In the procurement and maintenance of domains, METRO CLOUD acts merely as an intermediary between the customer and the respective domain allocation organization. METRO CLOUD has no influence on the domain allocation. METRO CLOUD does not warrant that the domains applied for by the customer will be allocated or that allocated domains are free from third-party rights or will remain in existence in the long term.
The customer guarantees that the domains requested by him do not infringe third-party rights. The customer indemnifies METRO CLOUD, its agents, and the respective domain allocation organizations from any claims by third parties as well as all expenses resulting from the unauthorized use of an Internet domain by the customer or with the customer’s consent.

IP-Traffic

5.1 Scope of Service
IP traffic services include the provision of one or more connections to the METRO CLOUD network, which grant access to the METRO CLOUD network and the Internet. IP traffic services are generally provided via Ethernet interfaces.
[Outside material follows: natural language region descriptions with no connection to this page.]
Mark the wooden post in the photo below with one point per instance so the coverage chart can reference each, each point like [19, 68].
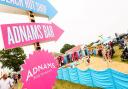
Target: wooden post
[32, 19]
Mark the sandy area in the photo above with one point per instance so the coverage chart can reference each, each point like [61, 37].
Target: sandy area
[99, 64]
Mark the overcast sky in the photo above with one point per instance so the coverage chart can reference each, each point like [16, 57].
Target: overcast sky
[82, 20]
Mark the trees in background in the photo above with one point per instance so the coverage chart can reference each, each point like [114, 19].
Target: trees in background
[66, 47]
[12, 58]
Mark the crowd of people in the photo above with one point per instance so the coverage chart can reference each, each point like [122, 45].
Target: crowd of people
[105, 50]
[10, 82]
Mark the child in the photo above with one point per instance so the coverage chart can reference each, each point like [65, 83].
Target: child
[88, 59]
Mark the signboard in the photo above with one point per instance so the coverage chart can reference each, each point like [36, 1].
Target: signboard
[16, 35]
[37, 6]
[39, 71]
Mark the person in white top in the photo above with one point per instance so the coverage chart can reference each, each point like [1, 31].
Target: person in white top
[6, 83]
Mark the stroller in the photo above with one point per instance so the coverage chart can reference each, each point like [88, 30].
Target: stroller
[124, 56]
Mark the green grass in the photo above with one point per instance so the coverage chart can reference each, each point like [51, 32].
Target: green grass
[117, 54]
[60, 84]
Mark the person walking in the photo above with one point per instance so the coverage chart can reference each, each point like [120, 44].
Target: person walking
[6, 83]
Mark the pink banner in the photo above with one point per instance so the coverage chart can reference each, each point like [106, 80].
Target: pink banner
[16, 35]
[39, 71]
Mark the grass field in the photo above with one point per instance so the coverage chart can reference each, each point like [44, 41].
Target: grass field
[60, 84]
[117, 54]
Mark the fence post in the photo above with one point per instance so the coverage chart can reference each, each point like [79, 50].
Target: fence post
[91, 77]
[78, 75]
[113, 80]
[62, 74]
The customer is entitled to use the IP traffic service described in the accepted order, including the associated documents.

5.2 Definitions
5.2.1 IP Traffic
The data traffic received or transmitted by the customer, regardless of its origin, from or to the METRO CLOUD network.

5.2.2 Main Connection (Uplink Port)
The connection specified in the respective order, including the associated documents, configured for the reception and transmission of the customer’s IP traffic.

5.2.3 Backup Connection (Backup Uplink Port)
The connection specified in the respective order, including the associated documents, configured for the reception and transmission of the customer’s IP traffic when the customer’s main connection is not available.

5.2.4 Received IP Traffic
The IP traffic received by the customer, regardless of its origin, from the METRO CLOUD network.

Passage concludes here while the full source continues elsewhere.